Liz-N-Val Selections from 3 Decades
Gallery onetwentyeight
128 Rivington St., ( between Essex Street & Norfolk Street ), New York, NY 10002
May 5, 2010 - May 31, 2010
by Natalie Hegert
I first came across Liz-N-Val’s work at POOL Art Fair where their playful, colorful, and humorous canvases caught my attention. Until the end of May Gallery onetwentyeight on the Lower East Side is now hosting a selection of their work from the past 30 years. I was happy to find Liz holding court at the gallery the day I visited and we got to chat about the early days when it was Clark and Goroshko instead of Liz-N-Val, the various ‘MuseuM’s they’ve established, the ire they’ve attracted from overly-sensitive museum curators and their overwhelming desire to just “have fun” while making art, because, after all, “Why do it if you can’t have fun?”
Liz-N-Val (Liz Clark and Val Goroshko) began working together in the late 70’s and have been turning out their uniquely sardonic brand ever since. The variety of different media they’ve worked in and their refusal to conform to one style is immediately apparent upon entering the gallery where you’ll find paintings, collages, sculptures, assemblages, and photography. Most of the works are small in scale, but many feature even tinier little people, dwarfed by the relative size of the artwork surrounding them, forming a sort-of Pop Sublime aesthetic.
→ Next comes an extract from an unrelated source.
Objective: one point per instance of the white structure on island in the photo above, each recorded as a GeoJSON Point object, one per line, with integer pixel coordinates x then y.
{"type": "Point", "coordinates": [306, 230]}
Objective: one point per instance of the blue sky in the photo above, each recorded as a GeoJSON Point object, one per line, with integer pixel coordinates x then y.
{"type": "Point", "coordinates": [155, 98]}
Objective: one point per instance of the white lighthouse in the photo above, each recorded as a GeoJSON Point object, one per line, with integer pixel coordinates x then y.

Throughout their works Liz-N-Val engage with art historical themes, repurpose found materials, and nearly always comment on the commercialism of art and the language of advertising. Like winking art hucksters, they don’t deny the commercial self-promotion of art—they embrace it in a way, taking out ads, bringing their art out on the street, literally spelling out their intentions on the works. Exchange value remains unhidden. The bill of sale IS the artwork. Welcome to the MuseuM of Everything, or the MuseuM of Something-N-Nothing, or the MuseuM of Anything.